I drove them back myself. The boy woke up as we crossed the bridge, blinked at the city lights, and asked if we’d gotten the ice cream. Leo started crying then. Quietly. The way men do when they realize the only thing they’ve truly gambled away is the part of themselves that mattered. vice stories
That’s the truth about vice stories. They never really end. They just change addresses.
“Evening,” I said quietly. “Time to go home.”
“Got a runner,” said Dino’s voice, gravel and cigarette smoke. “Upper East Side. Wife says he’s been gone four hours. Normally I’d wait till dawn, but there’s a kid in the car.” Dino had traced the car’s plates to a dockyard in Red Hook
Inside, the air was thick with sweat and bourbon. Felt tables glowed green under bare bulbs. Men in overcoats stared at their cards like the answers to their ruined lives were printed on the backs. And there, in the corner, was Leo—the husband. He was down to his shirtsleeves, face pale as lard, a stack of crumpled IOUs in front of him.
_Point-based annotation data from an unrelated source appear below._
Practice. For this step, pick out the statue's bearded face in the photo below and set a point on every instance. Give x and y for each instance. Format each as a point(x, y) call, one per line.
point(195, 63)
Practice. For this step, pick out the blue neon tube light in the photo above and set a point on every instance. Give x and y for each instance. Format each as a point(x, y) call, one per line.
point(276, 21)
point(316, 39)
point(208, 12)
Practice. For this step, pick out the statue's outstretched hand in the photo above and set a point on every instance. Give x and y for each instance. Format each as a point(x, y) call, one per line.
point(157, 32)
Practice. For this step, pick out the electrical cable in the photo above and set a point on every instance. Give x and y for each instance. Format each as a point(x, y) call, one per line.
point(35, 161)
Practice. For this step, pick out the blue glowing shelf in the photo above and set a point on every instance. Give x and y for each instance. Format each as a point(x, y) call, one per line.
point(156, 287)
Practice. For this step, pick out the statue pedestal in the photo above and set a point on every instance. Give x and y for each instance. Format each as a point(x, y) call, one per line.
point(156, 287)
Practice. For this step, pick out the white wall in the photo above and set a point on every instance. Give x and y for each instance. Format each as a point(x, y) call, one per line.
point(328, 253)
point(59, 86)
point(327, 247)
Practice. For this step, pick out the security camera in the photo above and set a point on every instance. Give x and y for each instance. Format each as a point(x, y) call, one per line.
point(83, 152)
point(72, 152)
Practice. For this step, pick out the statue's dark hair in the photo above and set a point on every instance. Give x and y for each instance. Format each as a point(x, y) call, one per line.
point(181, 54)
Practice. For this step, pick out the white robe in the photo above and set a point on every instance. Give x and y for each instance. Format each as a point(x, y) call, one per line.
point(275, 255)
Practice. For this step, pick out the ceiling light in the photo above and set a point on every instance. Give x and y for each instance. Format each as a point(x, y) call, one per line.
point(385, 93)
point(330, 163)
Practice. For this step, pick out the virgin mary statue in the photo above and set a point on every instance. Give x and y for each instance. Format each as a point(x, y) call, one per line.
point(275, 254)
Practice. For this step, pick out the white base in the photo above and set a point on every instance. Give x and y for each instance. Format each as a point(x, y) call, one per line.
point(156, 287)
“He’s not a bad man,” she said, before I’d even asked. “He just… he can’t help himself. The horses, the cards, the—” She stopped, swallowed. “He took our son. Said they were going for ice cream. That was seven hours ago.”
It was three in the morning when the call came through. A floating game—illegal, unlicensed, the kind where the
“Just one more hand,” he whispered. “I can turn it around. I always do.”
“Now,” I said, lighting a cigarette, “you decide whether this is the bottom or just another floor on the way down. I can give you numbers. Rehab, gamblers’ anonymous, a shrink who won’t judge. But I can’t make you call them.”
I walked over. Leo didn’t look up until I laid my badge on the table.
I looked at the boy. Then back at the father. “No,” I said. “You don’t. You never do. That’s the vice, Leo. It tells you you’re one hand away from winning. But you’re not playing to win. You’re playing to lose. And now you’re teaching your son the same lesson.”